For answer, Chinita threw her arms around the girl’s neck; for she was really fond of Juana, who had ever been a gentle girl, and had borne her perverse humors with a sort of admiring patience which had flattered and won the heart of the wayward one. Completely mollified, Juana pressed her cheek against Chinita’s shoulder, for she had turned her face away, and said, “But thou wilt put on thy finest clothes and sit beside me at the fandango, wilt thou not? And thou wilt help my sponsor to dress me. See! Dost thou think she has done well this time?” and the girl threw her scarf from her head and shoulders, and exhibited her long, well-oiled tresses with an air of conscious vanity.

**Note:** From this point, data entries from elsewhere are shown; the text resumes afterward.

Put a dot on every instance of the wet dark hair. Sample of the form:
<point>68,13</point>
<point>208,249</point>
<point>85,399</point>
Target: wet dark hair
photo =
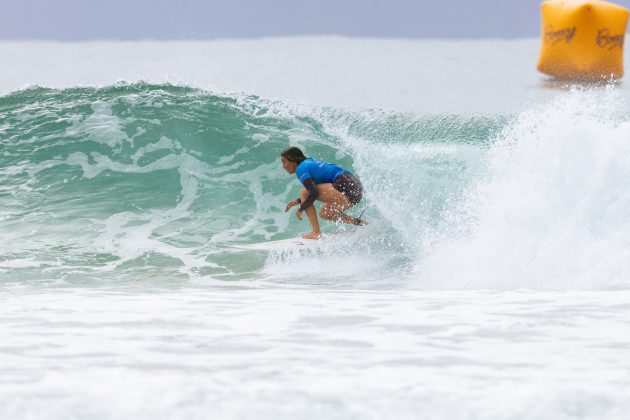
<point>293,154</point>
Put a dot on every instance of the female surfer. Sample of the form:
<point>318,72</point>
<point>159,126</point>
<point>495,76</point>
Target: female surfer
<point>337,188</point>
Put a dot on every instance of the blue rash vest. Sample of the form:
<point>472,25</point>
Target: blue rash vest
<point>321,172</point>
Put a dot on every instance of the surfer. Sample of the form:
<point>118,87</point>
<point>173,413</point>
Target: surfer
<point>337,188</point>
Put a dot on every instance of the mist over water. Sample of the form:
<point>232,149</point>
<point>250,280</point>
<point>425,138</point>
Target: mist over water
<point>491,281</point>
<point>138,178</point>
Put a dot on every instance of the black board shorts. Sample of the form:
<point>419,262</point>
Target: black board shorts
<point>349,186</point>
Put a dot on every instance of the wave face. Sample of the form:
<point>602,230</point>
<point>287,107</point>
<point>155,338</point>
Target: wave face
<point>158,182</point>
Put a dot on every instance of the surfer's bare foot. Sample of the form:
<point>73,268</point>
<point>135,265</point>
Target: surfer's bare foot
<point>311,235</point>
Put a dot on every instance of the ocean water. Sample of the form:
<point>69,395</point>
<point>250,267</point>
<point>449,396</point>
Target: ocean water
<point>492,282</point>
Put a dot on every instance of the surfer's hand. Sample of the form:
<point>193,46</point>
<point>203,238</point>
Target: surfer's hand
<point>291,204</point>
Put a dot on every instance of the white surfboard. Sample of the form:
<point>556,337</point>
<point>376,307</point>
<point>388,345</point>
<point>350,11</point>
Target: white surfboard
<point>293,243</point>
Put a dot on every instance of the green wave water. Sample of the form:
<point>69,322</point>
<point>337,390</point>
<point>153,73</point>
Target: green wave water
<point>138,179</point>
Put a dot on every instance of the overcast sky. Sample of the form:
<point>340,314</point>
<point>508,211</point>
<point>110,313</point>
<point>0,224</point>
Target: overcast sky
<point>198,19</point>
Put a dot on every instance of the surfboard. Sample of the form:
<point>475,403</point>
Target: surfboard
<point>293,243</point>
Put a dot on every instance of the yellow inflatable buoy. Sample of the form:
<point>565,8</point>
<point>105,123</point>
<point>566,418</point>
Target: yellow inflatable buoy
<point>582,40</point>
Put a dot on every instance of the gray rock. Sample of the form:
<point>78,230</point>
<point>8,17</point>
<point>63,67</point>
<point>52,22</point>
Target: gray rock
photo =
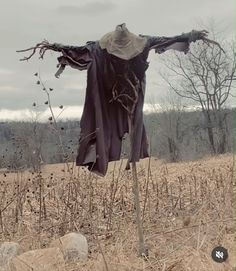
<point>8,250</point>
<point>74,246</point>
<point>48,259</point>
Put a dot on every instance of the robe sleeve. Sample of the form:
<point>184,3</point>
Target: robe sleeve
<point>179,43</point>
<point>77,57</point>
<point>161,44</point>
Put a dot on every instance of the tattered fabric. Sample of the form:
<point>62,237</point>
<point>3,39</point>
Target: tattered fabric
<point>104,120</point>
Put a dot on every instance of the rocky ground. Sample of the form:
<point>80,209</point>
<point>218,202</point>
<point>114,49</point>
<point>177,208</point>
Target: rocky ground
<point>187,210</point>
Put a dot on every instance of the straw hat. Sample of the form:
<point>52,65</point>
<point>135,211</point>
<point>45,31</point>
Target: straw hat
<point>122,43</point>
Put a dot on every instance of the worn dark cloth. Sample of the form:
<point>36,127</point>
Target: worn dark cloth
<point>104,120</point>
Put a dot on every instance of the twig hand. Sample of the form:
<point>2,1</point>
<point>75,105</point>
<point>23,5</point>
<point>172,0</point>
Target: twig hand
<point>42,46</point>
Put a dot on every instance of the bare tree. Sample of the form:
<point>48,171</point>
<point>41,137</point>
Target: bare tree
<point>205,76</point>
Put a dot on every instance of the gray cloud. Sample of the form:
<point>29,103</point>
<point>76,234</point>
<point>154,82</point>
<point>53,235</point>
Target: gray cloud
<point>89,9</point>
<point>27,22</point>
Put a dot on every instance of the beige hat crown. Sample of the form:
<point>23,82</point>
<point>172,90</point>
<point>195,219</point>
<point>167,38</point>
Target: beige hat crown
<point>123,43</point>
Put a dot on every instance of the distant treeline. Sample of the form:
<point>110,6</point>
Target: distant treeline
<point>174,135</point>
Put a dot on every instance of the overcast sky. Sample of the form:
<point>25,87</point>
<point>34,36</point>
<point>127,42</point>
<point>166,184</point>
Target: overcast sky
<point>26,22</point>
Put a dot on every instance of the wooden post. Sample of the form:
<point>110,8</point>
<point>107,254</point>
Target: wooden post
<point>142,250</point>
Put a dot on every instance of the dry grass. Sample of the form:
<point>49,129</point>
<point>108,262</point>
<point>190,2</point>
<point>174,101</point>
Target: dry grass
<point>187,210</point>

“Nothing could be better,” declared Chinita, heartily, pulling out a loop of the bright red ribbons. “Yes, yes,” she added with some effort, “I will stay beside thee all through the feast. Thou hast ever been a good friend of mine, Juana. There, there, they are calling thee;” and she pushed her toward the door, where by this time a noisy crowd had gathered.

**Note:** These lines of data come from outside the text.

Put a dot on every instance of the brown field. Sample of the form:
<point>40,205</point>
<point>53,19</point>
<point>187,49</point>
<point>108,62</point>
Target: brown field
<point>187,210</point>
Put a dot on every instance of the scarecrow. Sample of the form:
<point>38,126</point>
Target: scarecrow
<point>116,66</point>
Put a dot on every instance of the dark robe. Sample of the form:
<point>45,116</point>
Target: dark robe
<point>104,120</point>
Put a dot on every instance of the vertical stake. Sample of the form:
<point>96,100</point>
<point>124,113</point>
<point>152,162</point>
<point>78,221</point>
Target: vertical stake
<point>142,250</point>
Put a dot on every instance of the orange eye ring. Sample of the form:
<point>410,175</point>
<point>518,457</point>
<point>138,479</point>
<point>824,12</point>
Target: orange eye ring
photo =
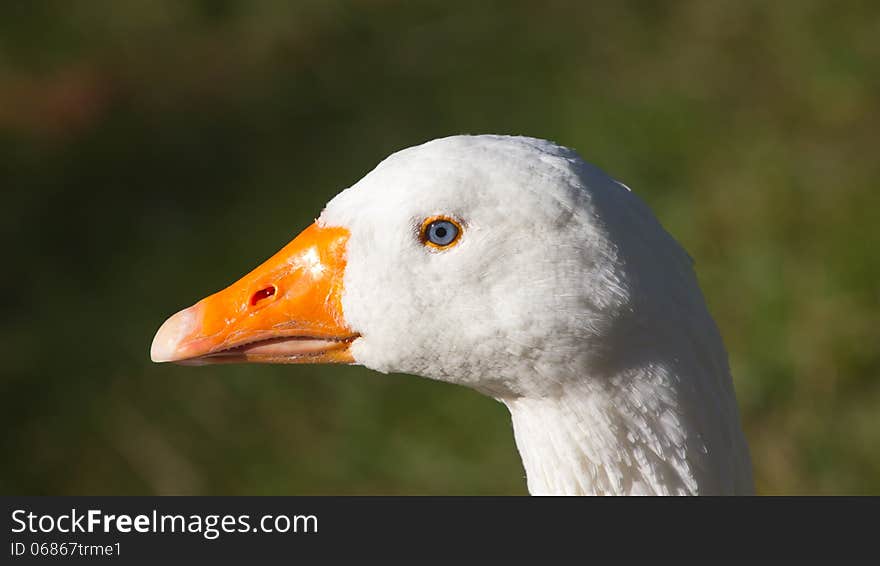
<point>440,232</point>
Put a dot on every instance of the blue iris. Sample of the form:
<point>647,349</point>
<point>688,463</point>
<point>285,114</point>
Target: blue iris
<point>441,232</point>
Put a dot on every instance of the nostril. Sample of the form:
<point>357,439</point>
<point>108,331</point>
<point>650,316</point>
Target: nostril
<point>262,294</point>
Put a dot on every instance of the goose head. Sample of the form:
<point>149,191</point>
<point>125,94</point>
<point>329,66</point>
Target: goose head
<point>511,266</point>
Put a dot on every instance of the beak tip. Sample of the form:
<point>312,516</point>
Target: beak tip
<point>166,346</point>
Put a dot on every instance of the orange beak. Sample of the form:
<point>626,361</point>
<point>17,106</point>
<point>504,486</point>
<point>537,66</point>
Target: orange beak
<point>288,310</point>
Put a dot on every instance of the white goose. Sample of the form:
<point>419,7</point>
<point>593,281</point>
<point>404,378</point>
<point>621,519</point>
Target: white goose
<point>509,265</point>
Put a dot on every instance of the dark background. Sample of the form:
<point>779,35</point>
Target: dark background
<point>153,151</point>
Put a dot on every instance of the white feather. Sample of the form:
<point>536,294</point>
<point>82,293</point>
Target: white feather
<point>565,299</point>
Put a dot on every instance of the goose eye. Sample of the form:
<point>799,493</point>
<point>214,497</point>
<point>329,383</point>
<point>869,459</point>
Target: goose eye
<point>440,232</point>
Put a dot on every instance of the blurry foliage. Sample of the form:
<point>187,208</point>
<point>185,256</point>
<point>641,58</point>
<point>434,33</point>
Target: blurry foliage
<point>153,151</point>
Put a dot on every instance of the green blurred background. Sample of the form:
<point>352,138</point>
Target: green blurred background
<point>152,151</point>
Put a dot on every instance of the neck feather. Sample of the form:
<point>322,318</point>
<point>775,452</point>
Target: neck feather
<point>633,438</point>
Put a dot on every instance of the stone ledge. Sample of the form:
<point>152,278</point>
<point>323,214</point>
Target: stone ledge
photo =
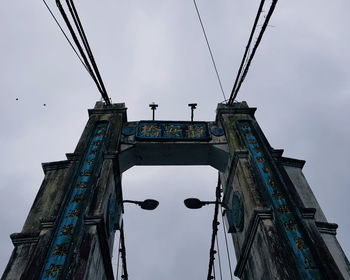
<point>258,216</point>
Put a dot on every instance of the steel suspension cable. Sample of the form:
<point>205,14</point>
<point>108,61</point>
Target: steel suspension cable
<point>227,250</point>
<point>65,35</point>
<point>256,20</point>
<point>82,33</point>
<point>76,41</point>
<point>238,84</point>
<point>219,257</point>
<point>215,230</point>
<point>209,48</point>
<point>263,28</point>
<point>82,53</point>
<point>123,253</point>
<point>118,259</point>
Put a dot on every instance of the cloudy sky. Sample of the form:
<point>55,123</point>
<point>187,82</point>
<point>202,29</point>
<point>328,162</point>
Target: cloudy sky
<point>153,50</point>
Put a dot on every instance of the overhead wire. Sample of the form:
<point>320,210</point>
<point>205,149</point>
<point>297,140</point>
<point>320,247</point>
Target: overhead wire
<point>118,259</point>
<point>247,48</point>
<point>88,62</point>
<point>209,48</point>
<point>226,243</point>
<point>65,35</point>
<point>241,75</point>
<point>81,31</point>
<point>77,43</point>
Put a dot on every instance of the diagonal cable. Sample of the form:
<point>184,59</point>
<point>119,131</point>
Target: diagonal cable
<point>65,35</point>
<point>209,48</point>
<point>243,74</point>
<point>81,31</point>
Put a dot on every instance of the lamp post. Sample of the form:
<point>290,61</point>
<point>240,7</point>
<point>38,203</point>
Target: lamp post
<point>193,106</point>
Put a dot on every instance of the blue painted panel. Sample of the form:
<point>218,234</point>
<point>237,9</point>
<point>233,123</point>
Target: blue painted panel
<point>182,131</point>
<point>67,227</point>
<point>217,131</point>
<point>283,213</point>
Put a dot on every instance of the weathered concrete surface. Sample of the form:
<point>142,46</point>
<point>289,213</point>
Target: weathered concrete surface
<point>260,243</point>
<point>261,247</point>
<point>90,256</point>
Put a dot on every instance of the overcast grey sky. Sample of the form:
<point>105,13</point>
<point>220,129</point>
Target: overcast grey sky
<point>153,50</point>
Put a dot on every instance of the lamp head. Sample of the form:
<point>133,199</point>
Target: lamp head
<point>193,203</point>
<point>149,204</point>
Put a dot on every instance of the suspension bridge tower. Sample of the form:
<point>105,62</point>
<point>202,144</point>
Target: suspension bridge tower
<point>278,229</point>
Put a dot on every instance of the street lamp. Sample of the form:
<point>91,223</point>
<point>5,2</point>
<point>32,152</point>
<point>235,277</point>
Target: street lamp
<point>147,204</point>
<point>195,203</point>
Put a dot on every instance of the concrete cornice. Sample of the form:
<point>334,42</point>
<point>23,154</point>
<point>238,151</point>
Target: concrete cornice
<point>327,228</point>
<point>236,108</point>
<point>24,237</point>
<point>49,166</point>
<point>292,162</point>
<point>111,109</point>
<point>258,216</point>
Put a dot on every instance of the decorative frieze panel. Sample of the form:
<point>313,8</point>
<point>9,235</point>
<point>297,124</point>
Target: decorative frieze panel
<point>69,223</point>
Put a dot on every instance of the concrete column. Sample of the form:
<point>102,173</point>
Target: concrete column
<point>69,231</point>
<point>271,209</point>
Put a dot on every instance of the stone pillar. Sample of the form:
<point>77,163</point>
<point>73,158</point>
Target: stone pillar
<point>277,226</point>
<point>69,231</point>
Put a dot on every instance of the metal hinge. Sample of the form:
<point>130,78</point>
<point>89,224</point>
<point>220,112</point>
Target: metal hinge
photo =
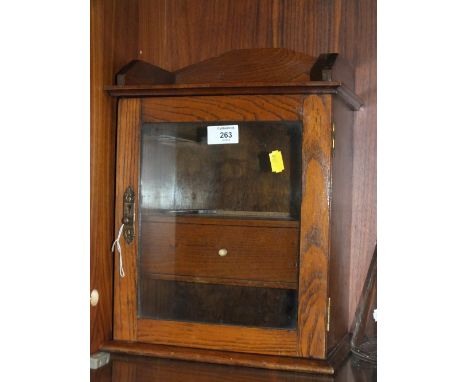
<point>99,359</point>
<point>333,139</point>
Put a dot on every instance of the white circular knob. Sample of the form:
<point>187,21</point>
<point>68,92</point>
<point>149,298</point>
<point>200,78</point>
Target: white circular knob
<point>94,297</point>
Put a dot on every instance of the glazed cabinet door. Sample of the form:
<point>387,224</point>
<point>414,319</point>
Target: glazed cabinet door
<point>210,189</point>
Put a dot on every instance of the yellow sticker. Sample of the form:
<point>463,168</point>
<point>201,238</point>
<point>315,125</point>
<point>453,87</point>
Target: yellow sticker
<point>276,160</point>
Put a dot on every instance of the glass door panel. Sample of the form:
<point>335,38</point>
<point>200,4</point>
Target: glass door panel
<point>219,230</point>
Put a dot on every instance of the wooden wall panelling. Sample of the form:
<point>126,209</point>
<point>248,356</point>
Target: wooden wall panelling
<point>113,44</point>
<point>175,34</point>
<point>364,220</point>
<point>340,229</point>
<point>101,172</point>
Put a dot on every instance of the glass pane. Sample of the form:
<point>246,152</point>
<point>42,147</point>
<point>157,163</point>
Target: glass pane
<point>218,228</point>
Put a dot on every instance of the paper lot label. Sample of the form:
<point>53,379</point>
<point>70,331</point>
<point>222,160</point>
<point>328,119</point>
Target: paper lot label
<point>222,135</point>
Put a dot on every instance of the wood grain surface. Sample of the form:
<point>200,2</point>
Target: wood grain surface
<point>102,134</point>
<point>340,221</point>
<point>219,337</point>
<point>169,34</point>
<point>253,253</point>
<point>228,358</point>
<point>311,27</point>
<point>235,108</point>
<point>127,174</point>
<point>315,218</point>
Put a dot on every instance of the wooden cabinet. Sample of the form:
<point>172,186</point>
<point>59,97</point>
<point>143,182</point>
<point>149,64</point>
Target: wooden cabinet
<point>236,235</point>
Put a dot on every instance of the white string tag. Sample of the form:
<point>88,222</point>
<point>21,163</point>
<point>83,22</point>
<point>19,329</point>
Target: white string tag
<point>117,244</point>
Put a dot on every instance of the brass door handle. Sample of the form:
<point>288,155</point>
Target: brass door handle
<point>129,214</point>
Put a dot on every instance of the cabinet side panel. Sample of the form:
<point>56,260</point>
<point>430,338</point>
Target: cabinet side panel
<point>340,229</point>
<point>313,274</point>
<point>127,174</point>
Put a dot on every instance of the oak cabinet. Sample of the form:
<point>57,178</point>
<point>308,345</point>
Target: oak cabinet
<point>233,199</point>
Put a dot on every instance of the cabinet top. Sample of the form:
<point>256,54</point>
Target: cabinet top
<point>243,71</point>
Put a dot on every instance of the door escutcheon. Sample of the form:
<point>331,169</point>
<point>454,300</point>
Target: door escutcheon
<point>129,215</point>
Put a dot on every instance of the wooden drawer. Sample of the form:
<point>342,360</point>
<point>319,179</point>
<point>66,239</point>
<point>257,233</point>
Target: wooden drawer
<point>256,255</point>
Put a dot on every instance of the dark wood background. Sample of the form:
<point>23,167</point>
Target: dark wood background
<point>176,33</point>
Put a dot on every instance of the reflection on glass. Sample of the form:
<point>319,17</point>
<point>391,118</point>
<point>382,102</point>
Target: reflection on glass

Instead of only one donkey, there were five or six standing there, with gay bridles and necklaces of horsehair, brightened with cords of red or blue, and with panniers covered with well-trimmed sheepskins. As the Señora Madrina said, “She who should ride upon them would think herself on cushions of down.” On the most luxurious of these rural thrones Juana was raised, and upon the others her mother and a number of her female friends, mostly in pairs, were accommodated; and with many injunctions from the bystanders to hasten, the bridal party were at last dismissed upon their way.

Laughing and chattering, the women dispersed to their huts to grind a fresh stint of maize to replace the tortillas and atolé that had been carried away by the soldiers; but Chinita sat down at the door of the adobe hut thus temporarily deserted, and with a smile of derision upon her lips watched the group of men congregated around the village shop. The bridegroom, a middle-aged man, with a dark face deeply imbrowned by the sun and seamed with scars (for he had been a soldier before he was a vaquero), stood in the midst of them, dressed in a suit of buff leather, gay with embroidery. The embossed leather sheath of his knife showed in his scarlet waist-scarf, and immense spurs clanked on his heels in response to the buttons and chains on the half-opened sides of his riding trousers of goat-skin. He was a picturesque figure—though Chinita’s accustomed eyes failed to recognize that—as he stood with his wide, silver-laced hat pushed back upon the mat of black hair that crowned his swarthy countenance, holding high the small glass of mezcal which he was about to drink in favor of the toast some comrade had proposed. Meanwhile, his companions were noisily hilarious, rallying him with impossible prophesies of good fortune, to which he listened with an air of imperturbability which was part of the etiquette of the occasion,—for in all the world can be found no greater slave to his peculiar code of manners than the Mexican ranchero.